Due to its involvement in neuronal development and axon guidance, it has been proposed that L1CAM and L1-family proteins may be useful therapeutics to treat tissue damage in the CNS. Some have even proposed that L1CAM expression is elevated in vivo during tissue repair, which would support the notion that it yields benefit during CNS tissue repair.

===Mechanosensing in neurons===
Mechanosensing is a process by which cells alter their bio-physical properties in response to mechanical cues present in the environment. It is well known that a wide-variety of cell types change their behavior to mechanical environmental signals.

In addition to providing force transmission to the ECM for neuron extension and development, Integrin mediated adhesions are also functional in these mechanosensing processes in neurons. Sensing of the external environments mechanical properties in vivo can determine cell behaviors such as differentiation and branching.

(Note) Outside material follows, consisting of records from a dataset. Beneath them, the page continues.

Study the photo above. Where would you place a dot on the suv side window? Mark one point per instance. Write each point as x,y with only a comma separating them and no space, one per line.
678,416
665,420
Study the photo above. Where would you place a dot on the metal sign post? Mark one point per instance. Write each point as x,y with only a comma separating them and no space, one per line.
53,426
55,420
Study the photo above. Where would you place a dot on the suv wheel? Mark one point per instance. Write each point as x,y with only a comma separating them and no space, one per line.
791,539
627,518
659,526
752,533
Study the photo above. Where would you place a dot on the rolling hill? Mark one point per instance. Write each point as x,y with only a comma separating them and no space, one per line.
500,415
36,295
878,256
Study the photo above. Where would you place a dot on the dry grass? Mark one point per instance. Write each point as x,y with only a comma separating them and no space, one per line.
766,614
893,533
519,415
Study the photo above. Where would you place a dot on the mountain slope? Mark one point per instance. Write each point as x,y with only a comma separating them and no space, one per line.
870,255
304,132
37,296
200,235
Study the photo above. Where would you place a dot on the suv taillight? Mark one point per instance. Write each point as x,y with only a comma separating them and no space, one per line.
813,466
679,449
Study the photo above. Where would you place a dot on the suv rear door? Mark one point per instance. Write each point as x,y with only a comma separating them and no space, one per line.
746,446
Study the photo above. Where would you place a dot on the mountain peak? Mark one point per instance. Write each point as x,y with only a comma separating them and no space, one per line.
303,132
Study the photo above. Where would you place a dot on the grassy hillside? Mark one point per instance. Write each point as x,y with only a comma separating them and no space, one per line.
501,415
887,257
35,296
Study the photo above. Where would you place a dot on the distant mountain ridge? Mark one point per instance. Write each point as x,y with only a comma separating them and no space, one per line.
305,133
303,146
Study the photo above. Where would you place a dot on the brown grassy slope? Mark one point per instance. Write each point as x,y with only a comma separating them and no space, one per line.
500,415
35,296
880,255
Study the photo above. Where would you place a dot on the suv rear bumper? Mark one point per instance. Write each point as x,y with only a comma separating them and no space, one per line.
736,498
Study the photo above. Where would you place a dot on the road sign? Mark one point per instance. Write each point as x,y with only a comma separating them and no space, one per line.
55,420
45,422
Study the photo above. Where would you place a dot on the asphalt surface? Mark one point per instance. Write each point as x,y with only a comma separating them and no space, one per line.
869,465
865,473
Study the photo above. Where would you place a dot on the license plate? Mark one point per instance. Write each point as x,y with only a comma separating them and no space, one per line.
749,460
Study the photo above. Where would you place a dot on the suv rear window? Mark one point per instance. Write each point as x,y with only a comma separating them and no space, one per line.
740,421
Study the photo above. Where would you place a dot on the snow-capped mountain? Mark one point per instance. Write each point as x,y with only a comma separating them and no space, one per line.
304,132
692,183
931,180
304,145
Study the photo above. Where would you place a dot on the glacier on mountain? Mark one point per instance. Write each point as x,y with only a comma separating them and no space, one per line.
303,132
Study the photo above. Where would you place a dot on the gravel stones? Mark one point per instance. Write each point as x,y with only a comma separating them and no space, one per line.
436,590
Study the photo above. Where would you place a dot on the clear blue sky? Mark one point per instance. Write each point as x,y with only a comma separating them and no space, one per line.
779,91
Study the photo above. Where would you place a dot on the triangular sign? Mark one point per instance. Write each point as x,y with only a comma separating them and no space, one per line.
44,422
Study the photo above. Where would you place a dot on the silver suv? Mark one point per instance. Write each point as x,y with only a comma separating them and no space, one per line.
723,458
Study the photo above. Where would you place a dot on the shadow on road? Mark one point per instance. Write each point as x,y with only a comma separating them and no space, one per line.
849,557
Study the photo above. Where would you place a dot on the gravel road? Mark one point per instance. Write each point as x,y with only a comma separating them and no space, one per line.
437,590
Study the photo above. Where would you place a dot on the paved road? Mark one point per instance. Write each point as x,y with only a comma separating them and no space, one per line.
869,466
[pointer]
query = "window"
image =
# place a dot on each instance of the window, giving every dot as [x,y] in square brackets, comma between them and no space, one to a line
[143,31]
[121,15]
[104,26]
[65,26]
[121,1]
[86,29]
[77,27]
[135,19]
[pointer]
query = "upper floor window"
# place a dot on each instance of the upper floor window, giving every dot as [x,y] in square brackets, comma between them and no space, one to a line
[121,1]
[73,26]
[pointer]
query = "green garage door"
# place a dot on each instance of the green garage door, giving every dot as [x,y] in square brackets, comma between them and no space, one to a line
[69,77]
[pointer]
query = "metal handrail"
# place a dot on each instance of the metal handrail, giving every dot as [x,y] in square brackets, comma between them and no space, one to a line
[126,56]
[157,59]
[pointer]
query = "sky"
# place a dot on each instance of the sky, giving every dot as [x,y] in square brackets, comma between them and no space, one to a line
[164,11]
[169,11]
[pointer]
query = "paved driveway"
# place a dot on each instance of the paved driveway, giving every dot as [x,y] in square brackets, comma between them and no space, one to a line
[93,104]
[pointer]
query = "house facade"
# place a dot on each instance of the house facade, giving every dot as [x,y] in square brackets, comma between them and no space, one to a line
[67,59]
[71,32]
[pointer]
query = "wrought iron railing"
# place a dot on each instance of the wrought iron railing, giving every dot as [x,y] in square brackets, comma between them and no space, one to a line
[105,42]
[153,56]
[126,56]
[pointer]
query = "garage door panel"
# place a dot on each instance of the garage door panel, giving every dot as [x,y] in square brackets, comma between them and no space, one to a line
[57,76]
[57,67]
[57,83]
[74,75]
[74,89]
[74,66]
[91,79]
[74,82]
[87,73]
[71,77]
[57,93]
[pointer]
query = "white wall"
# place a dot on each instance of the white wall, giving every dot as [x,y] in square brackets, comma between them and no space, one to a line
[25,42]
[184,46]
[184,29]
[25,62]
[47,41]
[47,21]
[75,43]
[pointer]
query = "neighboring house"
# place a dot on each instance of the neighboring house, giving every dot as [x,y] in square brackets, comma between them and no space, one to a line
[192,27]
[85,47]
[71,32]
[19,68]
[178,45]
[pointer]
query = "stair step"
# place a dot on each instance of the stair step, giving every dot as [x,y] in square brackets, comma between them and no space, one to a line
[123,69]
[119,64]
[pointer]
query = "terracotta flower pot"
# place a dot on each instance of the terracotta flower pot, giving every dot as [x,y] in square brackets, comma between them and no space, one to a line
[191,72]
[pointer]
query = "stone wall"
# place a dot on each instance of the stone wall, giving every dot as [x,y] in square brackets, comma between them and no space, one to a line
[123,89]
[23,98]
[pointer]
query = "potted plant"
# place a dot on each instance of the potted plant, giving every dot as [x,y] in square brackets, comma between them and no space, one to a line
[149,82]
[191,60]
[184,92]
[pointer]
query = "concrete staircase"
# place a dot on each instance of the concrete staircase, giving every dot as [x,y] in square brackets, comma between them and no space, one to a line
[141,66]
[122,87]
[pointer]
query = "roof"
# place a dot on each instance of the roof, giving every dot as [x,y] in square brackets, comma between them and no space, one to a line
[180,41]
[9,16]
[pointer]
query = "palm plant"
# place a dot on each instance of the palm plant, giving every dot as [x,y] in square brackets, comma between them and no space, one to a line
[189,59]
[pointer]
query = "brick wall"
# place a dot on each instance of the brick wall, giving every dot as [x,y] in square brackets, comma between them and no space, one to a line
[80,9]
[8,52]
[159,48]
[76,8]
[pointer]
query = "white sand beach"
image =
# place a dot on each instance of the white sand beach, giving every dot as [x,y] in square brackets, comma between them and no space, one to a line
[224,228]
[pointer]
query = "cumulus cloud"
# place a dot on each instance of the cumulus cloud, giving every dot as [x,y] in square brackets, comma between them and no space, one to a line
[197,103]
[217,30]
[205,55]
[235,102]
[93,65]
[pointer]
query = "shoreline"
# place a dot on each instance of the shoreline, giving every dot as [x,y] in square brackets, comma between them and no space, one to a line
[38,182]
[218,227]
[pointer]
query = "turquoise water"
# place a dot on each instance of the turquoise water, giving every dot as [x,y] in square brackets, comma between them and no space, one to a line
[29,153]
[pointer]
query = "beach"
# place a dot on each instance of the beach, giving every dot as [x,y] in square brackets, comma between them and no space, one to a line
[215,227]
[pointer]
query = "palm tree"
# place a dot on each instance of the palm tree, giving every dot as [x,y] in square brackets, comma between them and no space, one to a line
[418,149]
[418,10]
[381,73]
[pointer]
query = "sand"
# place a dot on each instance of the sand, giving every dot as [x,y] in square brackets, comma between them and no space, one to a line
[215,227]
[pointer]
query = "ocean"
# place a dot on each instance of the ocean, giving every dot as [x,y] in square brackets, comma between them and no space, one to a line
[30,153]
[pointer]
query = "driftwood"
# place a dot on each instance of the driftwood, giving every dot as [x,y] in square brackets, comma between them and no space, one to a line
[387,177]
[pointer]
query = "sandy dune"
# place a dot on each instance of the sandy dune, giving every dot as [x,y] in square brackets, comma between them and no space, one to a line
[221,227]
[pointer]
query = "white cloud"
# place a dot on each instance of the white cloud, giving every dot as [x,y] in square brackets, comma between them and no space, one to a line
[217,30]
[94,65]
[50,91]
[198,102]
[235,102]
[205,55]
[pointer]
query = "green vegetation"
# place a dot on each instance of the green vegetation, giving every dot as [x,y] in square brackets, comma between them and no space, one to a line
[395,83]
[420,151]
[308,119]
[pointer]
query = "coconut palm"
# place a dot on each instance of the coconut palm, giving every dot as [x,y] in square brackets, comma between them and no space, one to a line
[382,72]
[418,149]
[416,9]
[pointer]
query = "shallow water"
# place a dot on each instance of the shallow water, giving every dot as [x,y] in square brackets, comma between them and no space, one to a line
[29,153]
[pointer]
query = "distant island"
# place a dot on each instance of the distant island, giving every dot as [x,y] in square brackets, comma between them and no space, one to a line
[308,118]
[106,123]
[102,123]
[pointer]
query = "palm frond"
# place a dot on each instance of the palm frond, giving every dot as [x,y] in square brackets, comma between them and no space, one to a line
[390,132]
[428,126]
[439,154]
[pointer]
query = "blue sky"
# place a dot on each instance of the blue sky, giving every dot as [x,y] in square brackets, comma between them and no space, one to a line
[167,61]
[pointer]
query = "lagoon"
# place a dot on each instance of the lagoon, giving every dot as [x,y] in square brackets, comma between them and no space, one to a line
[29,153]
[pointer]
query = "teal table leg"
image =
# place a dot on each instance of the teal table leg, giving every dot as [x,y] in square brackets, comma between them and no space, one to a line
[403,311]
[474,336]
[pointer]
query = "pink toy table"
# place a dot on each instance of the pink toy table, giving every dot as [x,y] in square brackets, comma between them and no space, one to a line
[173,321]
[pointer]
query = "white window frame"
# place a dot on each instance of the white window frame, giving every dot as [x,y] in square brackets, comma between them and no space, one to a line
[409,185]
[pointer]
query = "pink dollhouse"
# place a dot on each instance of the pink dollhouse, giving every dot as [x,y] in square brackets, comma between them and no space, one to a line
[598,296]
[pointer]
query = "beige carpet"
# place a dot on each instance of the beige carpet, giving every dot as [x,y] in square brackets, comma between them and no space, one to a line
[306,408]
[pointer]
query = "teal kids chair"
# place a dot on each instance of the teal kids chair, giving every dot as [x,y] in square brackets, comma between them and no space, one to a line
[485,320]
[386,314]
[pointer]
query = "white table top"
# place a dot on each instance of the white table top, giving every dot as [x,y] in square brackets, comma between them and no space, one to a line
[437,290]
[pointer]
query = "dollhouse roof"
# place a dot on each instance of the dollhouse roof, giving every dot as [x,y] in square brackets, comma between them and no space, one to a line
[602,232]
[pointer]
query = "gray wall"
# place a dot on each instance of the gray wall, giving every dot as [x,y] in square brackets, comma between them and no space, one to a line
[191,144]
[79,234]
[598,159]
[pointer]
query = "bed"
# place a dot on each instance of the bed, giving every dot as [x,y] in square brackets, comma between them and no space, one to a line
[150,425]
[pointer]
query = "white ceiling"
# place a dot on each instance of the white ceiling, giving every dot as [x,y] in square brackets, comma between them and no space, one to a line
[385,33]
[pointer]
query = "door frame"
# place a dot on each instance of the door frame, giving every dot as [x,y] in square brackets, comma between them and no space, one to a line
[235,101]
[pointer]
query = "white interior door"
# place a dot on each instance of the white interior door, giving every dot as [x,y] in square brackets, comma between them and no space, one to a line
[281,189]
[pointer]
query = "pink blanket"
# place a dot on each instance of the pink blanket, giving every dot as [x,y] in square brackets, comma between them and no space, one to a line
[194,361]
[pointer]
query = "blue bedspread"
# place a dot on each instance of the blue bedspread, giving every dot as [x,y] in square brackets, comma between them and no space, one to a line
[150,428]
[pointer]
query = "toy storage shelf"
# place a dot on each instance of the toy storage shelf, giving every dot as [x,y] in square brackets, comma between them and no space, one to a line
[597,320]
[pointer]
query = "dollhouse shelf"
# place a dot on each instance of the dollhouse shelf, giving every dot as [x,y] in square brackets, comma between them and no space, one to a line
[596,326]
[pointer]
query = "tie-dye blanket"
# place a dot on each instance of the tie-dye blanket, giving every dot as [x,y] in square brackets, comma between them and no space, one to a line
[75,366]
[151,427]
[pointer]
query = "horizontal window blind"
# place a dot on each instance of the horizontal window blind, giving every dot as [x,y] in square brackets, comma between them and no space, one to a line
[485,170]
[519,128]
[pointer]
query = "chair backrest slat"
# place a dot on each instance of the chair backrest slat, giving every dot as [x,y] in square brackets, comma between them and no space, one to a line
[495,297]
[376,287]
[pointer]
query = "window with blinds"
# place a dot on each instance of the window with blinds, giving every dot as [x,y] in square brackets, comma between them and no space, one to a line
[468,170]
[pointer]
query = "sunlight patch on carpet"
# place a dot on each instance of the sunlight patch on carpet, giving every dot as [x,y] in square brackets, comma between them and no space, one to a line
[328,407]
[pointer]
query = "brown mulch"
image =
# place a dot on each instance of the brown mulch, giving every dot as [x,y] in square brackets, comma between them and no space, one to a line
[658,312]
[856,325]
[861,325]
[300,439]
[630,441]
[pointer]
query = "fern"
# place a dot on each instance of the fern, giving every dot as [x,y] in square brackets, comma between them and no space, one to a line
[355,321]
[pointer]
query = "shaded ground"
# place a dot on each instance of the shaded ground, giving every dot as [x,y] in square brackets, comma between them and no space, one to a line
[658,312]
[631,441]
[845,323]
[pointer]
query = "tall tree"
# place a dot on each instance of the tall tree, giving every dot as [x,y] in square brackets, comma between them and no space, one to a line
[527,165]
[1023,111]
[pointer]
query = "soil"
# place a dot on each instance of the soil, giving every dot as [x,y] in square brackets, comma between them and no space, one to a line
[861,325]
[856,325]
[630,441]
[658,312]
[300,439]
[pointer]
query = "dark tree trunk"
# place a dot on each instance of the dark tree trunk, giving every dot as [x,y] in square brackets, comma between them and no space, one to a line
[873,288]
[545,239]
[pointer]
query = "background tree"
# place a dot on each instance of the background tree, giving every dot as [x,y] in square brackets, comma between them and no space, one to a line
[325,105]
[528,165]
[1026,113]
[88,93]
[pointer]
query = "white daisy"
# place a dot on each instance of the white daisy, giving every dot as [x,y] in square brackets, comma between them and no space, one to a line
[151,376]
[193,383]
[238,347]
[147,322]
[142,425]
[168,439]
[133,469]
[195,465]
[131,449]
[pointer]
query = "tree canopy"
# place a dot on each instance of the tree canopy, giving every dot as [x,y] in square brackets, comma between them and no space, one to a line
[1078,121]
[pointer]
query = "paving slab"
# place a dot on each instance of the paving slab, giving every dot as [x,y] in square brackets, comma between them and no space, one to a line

It has been experimentally determined that increasing substrate stiffness (~2-80kPa) can result in sequestered neurite branching and branch length.

==Relevant neurological conditions==
Several debilitating diseases are brought about from errors in neural development due in part to problems involving neural cell adhesions and adhesion mechanisms.
- CRASH syndrome (or L1 syndrome) is brought about by a mutation in the L1CAM gene on the x-chromosome, resulting in a malfunctioning L1CAM protein. CRASH (acronym) syndrome include the conditions:

Summary of CRASH conditions
| Year | Comments |
|---|---|
| Corpus callosum hypoplasia | Incomplete corpus-callosum development |
| Retardation | Impaired cognitive function |
| Adducted thumbs | Abnormal thumb development |
| Spastic paraplegia | Stiffening and contraction in the lower limbs |
| Hydrocephalus | Abnormal accumulations of Cerebrospinal fluid within skull |

- Additionally, studies have shown that alterations in the expression of the protein thy-1 may be partially responsible for the abnormal neuronal outgrowth observed in Alzheimer's patients. It was found that abnormal neural outgrowth and thy-1 presence were correlated spatially, though mechanistic work is still needed to better understand thy-1's involvement in this condition.